— Кормчий, — сказал Сёмка. — А меня возьмут? Я ж хромой.
— А тебе к мастерам не бегать. Тебе сидеть и писать.
Он выпрямился.
Гринька поднял руку, как на вече.
— Кормчий. А ежели кто чужой эту книгу украдёт?
Я поглядел на него внимательно.
— Хороший вопрос, — сказал я. — И вот тебе ответ: книгу мы будем беречь как пушку. Про то, где она лежит и что в ней, будут знать немногие. И вы будете в числе тех немногих, а стало быть, за язык свой станете отвечать головой.
Гринька сглотнул.
— Я не проболтаюсь, — сказал он.
— И я! — сказал Смоляк.
— И я! — заорал Сёмка.
Заорали все разом, вскочили, замахали руками.
Отец Никодим стоял за моей спиной и молчал. Потом сказал негромко:
— Кормчий.
— Ну?
— Я им три дня про душу говорил. Про то, что грамота — свет.
— И что?
— А ты им сказал, что они будут беречь чужое ремесло от смерти. — Никодим покачал головой. — И они поняли.
— Так это и есть про душу, отче. Просто другими словами.
Он поглядел на меня искоса.
— Опасный ты человек, Кормчий, — сказал Никодим. — Ты словами делаешь то, что иные плетью не сделают.
— Плетью такого вовсе не сделаешь.
— Знаю. Оттого и говорю, что опасный. — Он повернулся к своим. — А ну сели! Сели, кому сказано! Уголёк взяли! Аз!
— АЗ! — рявкнули два десятка глоток.
Я пошёл дальше, а за спиной у меня отец Никодим гонял азбуку так, что впервые за всё время его было слышно на весь берег.
* * *
Гончарное место я не узнал.
За те дни, что я туда не заглядывал, у обрыва вырос целый двор. Дымила известковая печь — приземистая, обмазанная глиной, с длинным зевом. Рядом, под навесом, сохли кирпичи рядами. Дальше, на утоптанной площадке, стояли формы: не две и не три, а десятка полтора, все обвязанные верёвками крест-накрест.
И ядра.
Они лежали в коробах. В одном коробе — годные, в другом брак. Годных было десятков пять. Брака — вдвое больше.

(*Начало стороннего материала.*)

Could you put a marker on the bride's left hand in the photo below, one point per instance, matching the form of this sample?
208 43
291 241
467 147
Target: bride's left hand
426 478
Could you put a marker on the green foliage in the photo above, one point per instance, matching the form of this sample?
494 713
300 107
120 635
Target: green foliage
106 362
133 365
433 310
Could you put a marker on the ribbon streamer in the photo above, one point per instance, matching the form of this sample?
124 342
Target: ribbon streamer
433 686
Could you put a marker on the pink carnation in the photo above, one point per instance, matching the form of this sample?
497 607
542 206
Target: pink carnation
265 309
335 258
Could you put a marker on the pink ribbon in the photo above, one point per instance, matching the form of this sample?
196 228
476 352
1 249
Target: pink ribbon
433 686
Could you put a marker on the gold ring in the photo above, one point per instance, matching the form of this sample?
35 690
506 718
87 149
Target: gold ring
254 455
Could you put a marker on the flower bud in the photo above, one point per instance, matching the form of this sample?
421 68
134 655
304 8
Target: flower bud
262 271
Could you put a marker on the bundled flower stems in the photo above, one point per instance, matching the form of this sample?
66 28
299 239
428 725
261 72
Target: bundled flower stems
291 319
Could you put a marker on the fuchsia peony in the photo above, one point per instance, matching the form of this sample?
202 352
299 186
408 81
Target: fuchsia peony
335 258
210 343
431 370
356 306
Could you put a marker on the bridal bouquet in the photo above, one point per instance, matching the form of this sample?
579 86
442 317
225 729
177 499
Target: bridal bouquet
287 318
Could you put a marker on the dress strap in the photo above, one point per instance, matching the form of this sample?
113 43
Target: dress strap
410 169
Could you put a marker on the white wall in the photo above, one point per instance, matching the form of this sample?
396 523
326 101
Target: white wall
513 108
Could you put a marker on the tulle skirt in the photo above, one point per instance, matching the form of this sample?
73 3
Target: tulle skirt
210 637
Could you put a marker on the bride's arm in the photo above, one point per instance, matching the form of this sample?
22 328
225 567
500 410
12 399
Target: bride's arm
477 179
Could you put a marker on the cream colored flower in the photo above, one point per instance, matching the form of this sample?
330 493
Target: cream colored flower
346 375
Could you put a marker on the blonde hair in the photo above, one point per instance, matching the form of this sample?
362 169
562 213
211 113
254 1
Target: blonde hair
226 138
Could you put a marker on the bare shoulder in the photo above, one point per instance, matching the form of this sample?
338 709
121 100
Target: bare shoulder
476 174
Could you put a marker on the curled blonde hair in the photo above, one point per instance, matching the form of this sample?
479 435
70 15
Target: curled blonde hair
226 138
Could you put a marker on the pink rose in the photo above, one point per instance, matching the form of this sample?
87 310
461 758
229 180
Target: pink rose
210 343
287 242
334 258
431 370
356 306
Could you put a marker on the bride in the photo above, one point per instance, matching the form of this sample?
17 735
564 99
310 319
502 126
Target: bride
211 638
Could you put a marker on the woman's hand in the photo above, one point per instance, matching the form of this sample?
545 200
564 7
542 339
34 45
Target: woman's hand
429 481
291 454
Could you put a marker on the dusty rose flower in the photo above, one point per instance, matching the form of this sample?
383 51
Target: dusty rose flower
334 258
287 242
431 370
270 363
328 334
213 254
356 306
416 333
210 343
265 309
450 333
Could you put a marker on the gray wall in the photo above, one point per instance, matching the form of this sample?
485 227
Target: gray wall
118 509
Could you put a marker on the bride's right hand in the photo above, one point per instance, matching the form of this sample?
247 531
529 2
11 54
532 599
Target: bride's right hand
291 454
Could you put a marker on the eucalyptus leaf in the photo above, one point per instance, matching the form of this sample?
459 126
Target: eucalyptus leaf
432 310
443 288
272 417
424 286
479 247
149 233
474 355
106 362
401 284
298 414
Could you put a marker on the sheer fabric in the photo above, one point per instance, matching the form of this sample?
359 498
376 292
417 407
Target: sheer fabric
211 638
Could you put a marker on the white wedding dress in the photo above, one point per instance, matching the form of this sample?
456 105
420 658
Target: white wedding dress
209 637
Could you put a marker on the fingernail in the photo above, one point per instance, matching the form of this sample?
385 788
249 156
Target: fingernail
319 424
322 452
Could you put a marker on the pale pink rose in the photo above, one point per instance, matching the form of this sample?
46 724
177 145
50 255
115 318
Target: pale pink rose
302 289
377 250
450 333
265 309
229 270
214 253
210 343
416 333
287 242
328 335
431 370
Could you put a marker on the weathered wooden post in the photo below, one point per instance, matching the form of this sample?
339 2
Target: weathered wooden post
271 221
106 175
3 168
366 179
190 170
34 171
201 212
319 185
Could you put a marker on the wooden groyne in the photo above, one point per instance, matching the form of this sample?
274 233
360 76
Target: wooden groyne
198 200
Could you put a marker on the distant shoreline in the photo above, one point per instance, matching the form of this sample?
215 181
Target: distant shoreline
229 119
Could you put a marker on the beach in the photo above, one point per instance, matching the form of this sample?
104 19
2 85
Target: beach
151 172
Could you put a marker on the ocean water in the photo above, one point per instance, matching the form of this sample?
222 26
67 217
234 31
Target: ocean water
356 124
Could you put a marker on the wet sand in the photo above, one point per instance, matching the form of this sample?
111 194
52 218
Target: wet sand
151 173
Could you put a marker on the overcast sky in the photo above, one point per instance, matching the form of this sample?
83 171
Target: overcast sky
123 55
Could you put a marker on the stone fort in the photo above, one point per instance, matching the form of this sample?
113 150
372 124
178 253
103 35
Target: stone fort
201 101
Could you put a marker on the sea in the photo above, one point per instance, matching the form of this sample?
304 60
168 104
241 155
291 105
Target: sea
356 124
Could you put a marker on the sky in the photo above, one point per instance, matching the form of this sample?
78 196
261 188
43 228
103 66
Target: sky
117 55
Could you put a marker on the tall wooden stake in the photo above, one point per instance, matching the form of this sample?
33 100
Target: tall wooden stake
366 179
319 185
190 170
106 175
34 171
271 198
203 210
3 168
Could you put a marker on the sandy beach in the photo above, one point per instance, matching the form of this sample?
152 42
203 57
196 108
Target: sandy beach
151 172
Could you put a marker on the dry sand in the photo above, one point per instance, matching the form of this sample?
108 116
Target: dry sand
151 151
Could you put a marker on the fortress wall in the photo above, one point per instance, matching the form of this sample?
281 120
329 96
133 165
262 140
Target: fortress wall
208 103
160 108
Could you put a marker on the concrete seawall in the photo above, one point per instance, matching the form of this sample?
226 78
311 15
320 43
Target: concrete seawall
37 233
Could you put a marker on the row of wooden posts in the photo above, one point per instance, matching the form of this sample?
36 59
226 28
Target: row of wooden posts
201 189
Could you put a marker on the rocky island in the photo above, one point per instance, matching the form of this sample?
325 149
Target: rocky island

Первуша с двумя парнями дробил обожжённый кирпич колотушками, и над ними стояло рыжее облако. Онисим возился у печи. Пахом сидел на своём чурбаке и мешал раствор в корыте — сам, никому не доверяя.
— Здорово, мастера.
Пахом поднял голову и я сразу увидел, что с ним что-то не то.
Он был серый. Не от усталости — усталого я бы отличил. Он был серый той серостью, какая бывает у человека, который плохо спал.
— Здоров, Кормчий, — сказал он и снова взялся мешать.
Я подошёл, поглядел в короб с готовыми ядрами. Взял одно. Оно было гладкое, шершавое на ощупь, тяжёлое — не думал, что раствор даст такую тяжесть.
— Микула окалины подсыпал? — спросил я.
— Подсыпал. Два короба привёз, глухой этот ваш. — Пахом не поднимал головы. — С окалиной оно тяжелей выходит. И щебня речного я туда мелкого мешаю, для крепости.